Pacific Money | Economy | Southeast Asia
The rise in non-performing loans only hints at the heavy burden of debt borne by tens of thousands of rural Cambodians.
A forecast increase in microfinance non-performing loans (NPL) ratios in Cambodia is set to remove a key prop of the industry case for the defense.
Explosive growth means that as of March 2023, Cambodia’s microloan portfolio had risen to more than $16 billion, nearly half of the country’s GDP. The tendency of microfinance NPLs to increase amid fast growth in lending is well known to economists. Back in the 1990s, the late World Bank economist J. D. Von Pischke argued that low NPL rates are often based on earlier, smaller portfolio sizes with less risky borrowers. As lending increases, the cumulative proportion of risky loans and NPLs mechanically increases as a proportion of the portfolio.

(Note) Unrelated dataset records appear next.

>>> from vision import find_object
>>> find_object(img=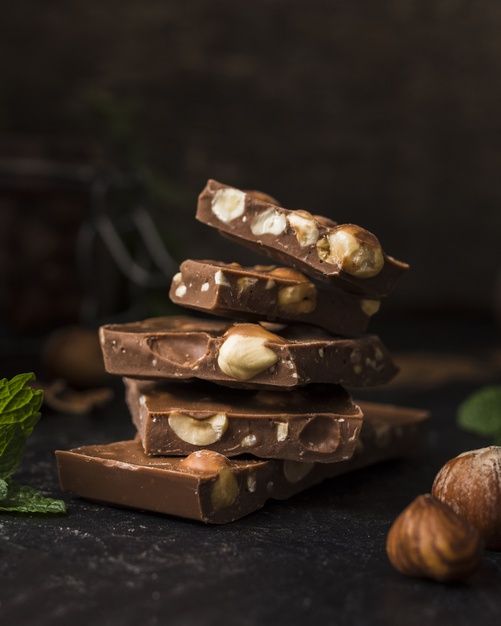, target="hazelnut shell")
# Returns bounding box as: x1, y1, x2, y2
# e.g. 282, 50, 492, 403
432, 446, 501, 550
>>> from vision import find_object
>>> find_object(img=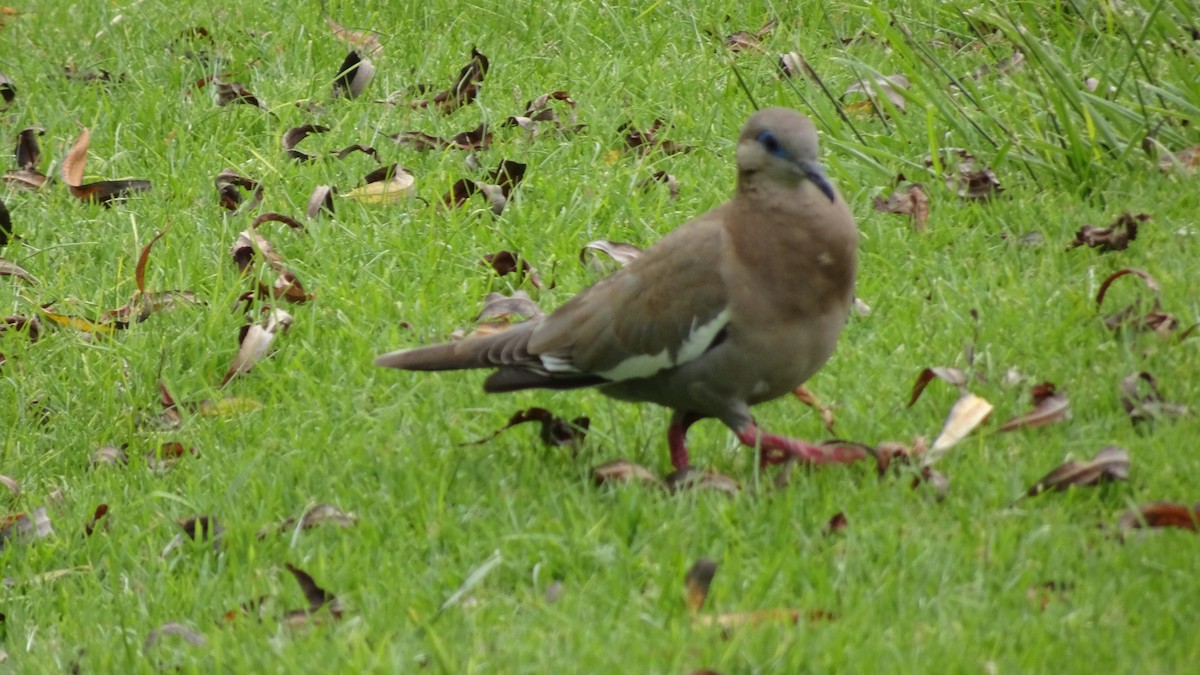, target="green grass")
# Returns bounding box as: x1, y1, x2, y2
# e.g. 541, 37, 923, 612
0, 0, 1200, 673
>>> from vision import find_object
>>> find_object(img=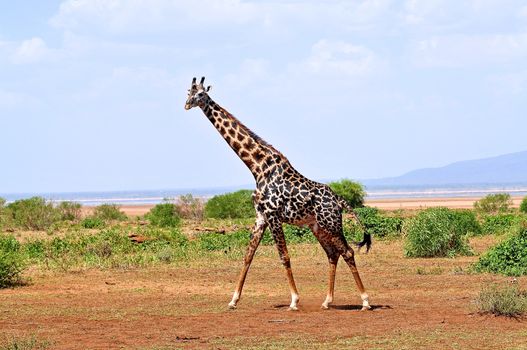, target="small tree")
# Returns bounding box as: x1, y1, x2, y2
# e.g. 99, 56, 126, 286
520, 196, 527, 213
328, 179, 366, 208
474, 193, 512, 214
403, 208, 471, 258
7, 197, 60, 230
57, 201, 82, 221
146, 203, 180, 227
205, 190, 255, 219
93, 204, 127, 221
176, 193, 205, 220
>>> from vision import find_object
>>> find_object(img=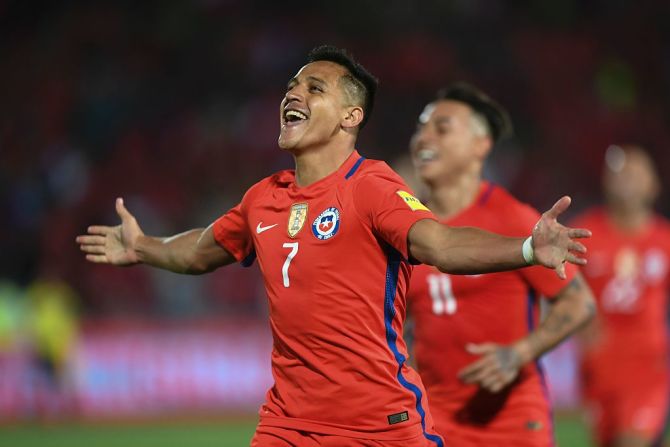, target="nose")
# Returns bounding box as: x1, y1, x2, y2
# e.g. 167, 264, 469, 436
412, 125, 432, 150
284, 85, 304, 104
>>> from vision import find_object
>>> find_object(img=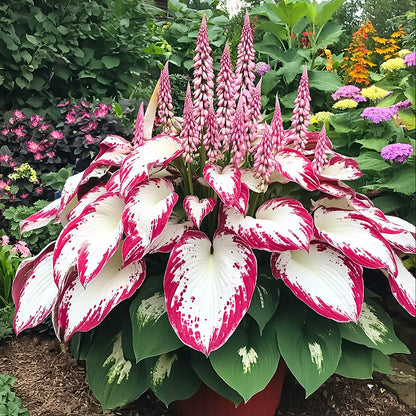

Microfinance lenders everywhere have an in-built incentive to obscure or under-report NPLs. Such problem loans make new investment harder to attract, and public knowledge of write-offs creates an incentive to refuse to pay. ACLEDA, one of Cambodia’s largest microfinance lenders, reported an NPL ratio of 2.9 percent in 2022. A separate category before a loan is classed as an NPL is called “special mention.” Such loans at ACLEDA more than doubled to $60 million in 2022. The bank doesn’t break down the “cohorts” or “tranches” showing when the NPLs were made which, as Von Pischke argued back in the 1990s, would give more clarity.
None of the three economists who I contacted doubted that Cambodian NPL ratios are likely to rise. “We expect NPLs to increase for the entire finance sector in 2023, including microfinance institutions,” driven by the economic slowdown, said Stephen Higgins, managing partner of Mekong Strategic Capital in Cambodia. “This reflects what we are seeing in Credit Bureau arrears data, which provides a pretty accurate picture.”
Forbearance measures by the Cambodian authorities during the COVID-19 pandemic allowed the NPL ratio to be contained, says Eve Barré, an economist with French credit insurer Coface in Singapore. The current level of NPLs “may be underestimated, partly because performing restructured loans during the forbearance period have been allowed to maintain their classification.” There is a “considerable risk” of a higher NPL ratio in the dollarized Southeast Asian economy amid rising U.S. interest rates, Barré added.
Data collated from 2022 annual reports at Cambodian MFIs and microfinance-oriented banks by the M-CRIL consultancy and provided by CEO Sanjay Sinha finds that loans deemed “at risk” have increased by between 150 percent and 300 percent since 2021. M-CRIL, based in India, has completed a study on microfinance impact commissioned by the Cambodia Microfinance Association, which has yet to be published.
The impact on households of excessive debt levels is shown in research published by Equitable Cambodia and LICADHO last month. The research was based on surveys of 717 households in Kampong Speu, which between them have taken 1,745 loans over the last 10 years. More than two-thirds of all borrowers considered that their households had too much debt, with 27.3 percent of respondents spending more than 70 percent of their monthly income on debt repayments.
The only legal way for a lender to collect collateral is through the Cambodian courts, but only 3.2 percent of respondents thought that this would happen in the event of a foreclosure. Most borrowers believed their land would be seized either by local authorities (40.7 percent), or credit officers (32.5 percent). This confirms earlier findings from researchers including W. Nathan Green that most microfinance loan cases are too expensive to take to Cambodia’s courts, meaning that borrowers must effectively negotiate with local authorities without due legal process. Village chiefs call the shots. Credit officers get much of their price information from the chiefs, who sign off on land transactions and report the prices which are then used for tax collection.
More than 92 percent of the survey respondents had to provide at least one land title as collateral for a microloan, and 6.1 percent of households had sold land at least to meet repayments. Child labor is a direct consequence of excess debt: 3 percent of households had at least one child drop out of school due to micro-loans, and 51 children under 18 were found to be working to help their families make repayments.
By 2022, “borrowing to repay” had become the single most common reason for taking a new loan, accounting for 35 percent of new loans taken. “Any investor who remains skeptical of widespread and serious human rights abuses in Cambodia’s microfinance sector in 2023 is wilfully ignoring the evidence,” the report says.